A Phase I Clinical Study to Evaluate the Safety, Tolerability, Pharmacokinetics, and Preliminary Efficacy of AHB - 171 Injection in Healthy Participants (HP) and Chronic Hepatitis B(CHB) Participants
The goal of this clinical trial is to evaluate the safety, tolerability, immunogenicity and Pharmacokinetics (PK) characteristics of AHB-171 Injection in healthy participants (Part A) and participants with chronic hepatitis B (CHB, Part B), and assess its preliminary efficacy in CHB participants.
• Healthy Participants:
• Male or female participants, aged 18-55 years old (inclusive);
• Body mass index between 18.0 and 28.0 kg/m\^2 (inclusive);
• Laboratory safety tests during the screening period, 12-lead electrocardiogram (ECG), abdominal ultrasound, thyroid ultrasound, chest anteroposterior position, etc., are assessed by the investigatoras normal or abnormal without clinical significance;
• Female participants of childbearing potential must not be pregnant or lactating, must have a negative pregnancy test at screening, and must agree to use effective contraceptive methods and refrain from donating eggs from screening until 6 months after the last dose of the study drug.

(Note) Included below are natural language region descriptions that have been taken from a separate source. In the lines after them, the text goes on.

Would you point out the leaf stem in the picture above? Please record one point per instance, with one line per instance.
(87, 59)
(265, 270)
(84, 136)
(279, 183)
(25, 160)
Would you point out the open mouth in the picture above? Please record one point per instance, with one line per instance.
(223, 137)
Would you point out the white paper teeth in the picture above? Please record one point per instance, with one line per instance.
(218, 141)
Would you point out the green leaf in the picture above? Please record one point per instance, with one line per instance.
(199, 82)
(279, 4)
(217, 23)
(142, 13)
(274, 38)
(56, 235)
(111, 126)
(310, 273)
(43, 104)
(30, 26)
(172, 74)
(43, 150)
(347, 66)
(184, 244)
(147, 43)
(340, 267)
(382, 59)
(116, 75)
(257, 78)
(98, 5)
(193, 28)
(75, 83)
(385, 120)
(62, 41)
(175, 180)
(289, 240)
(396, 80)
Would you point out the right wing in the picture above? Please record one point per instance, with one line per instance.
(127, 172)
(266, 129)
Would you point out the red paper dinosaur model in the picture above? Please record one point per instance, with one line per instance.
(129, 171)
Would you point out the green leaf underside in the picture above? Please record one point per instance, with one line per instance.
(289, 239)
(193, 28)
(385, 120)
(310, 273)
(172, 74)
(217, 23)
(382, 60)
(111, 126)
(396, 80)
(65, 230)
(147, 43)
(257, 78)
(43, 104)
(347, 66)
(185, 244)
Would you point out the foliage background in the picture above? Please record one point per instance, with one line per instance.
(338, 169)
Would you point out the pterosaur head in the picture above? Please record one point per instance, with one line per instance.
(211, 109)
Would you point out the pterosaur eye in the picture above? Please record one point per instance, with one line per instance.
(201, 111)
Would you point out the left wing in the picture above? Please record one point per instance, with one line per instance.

• Male participants must agree to use highly effective contraceptive methods (to ensure effective contraception for their female partners of childbearing potential) and refrain from donating sperm from screening until 6 months after the last dose of the study drug. Liver and kidney function tests meet the requirements at the time of screening.
• CHB Participants:
• Male or female participants, aged 18-65 years old (inclusive);
• Body mass index between 18.0 and 32.0 kg/m\^2 (inclusive);
• Participants who take effective contraceptive measures as required;
• HBsAg \> 100 IU/mL and ≤ 3000 IU/mL, and HBV DNA \< 100 IU/mL at screening.
• Have received stable treatment with NA for at least 6 months and stable on the same NA for at least 3 months before screening.